On the other hand, reputable news outlets already accept and publish
corrections. Of course, nobody reads them; the damage is already done. Unlike
a book, there won’t be future readers who would benefit from the correction.

------
warmfuzzykitten
Check if the current item is the desired one. If it is, return success;
otherwise Check if the pointer is past the array bound. If it is, return
failure; otherwise Increment the pointer and continue.

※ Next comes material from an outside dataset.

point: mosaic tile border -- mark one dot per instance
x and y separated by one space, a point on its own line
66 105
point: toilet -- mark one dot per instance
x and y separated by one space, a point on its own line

Um, shouldn't the check be done before accessing the current one?

------
jacquesm
This led me to Donald Knuth's organ pages, what an incredible instrument that
must be to have on one's house:

[https://www-cs-faculty.stanford.edu/~knuth/organ.html](https://www-cs-
faculty.stanford.edu/~knuth/organ.html)

------
PhasmaFelis
> _the first section after the chapter intro deals with the basic problem of
> searching for an item in an unsorted array. The simplest algorithm should be
> familiar to all programmers. Start your pointer at the head of the array,
> then do the following in a loop:_

> _Check if the current item is the desired one. If it is, return success;
> otherwise_

> _Check if the pointer is past the array bound. If it is, return failure;
> otherwise_

> _Increment the pointer and continue._

> _Now consider: how many bound checks does this algorithm require on average?
> In the worst case, when the array doesn’t contain the item, one bound check
> will be required for each item in the list, and on average it will be
> something like N /2\. A more clever search algorithm can do it with just one
> bound check in all cases. Tack the desired item on to the end of the array,
> then start your pointer at the head of the array and do the following in a
> loop:_

> _Check if the current item is the desired one. If it is, return success if
> the pointer is within the array bound and return failure if it isn’t;
> otherwise_

> _Increment the pointer and continue._

> _With this algorithm, things are arranged such that the item is guaranteed
> to be found one way or another, and the bound check only needs to be
> executed once when the item is found._

It sounds like he's saying "feel free to overrun the buffer; eventually you'll
find the value you want somewhere in the depths of memory, and then you can
check and see that you've left the array behind long ago." Aside from the
obvious problems, it's not at all guaranteed that the specific bit sequence
you want will exist anywhere in memory.

What am I missing?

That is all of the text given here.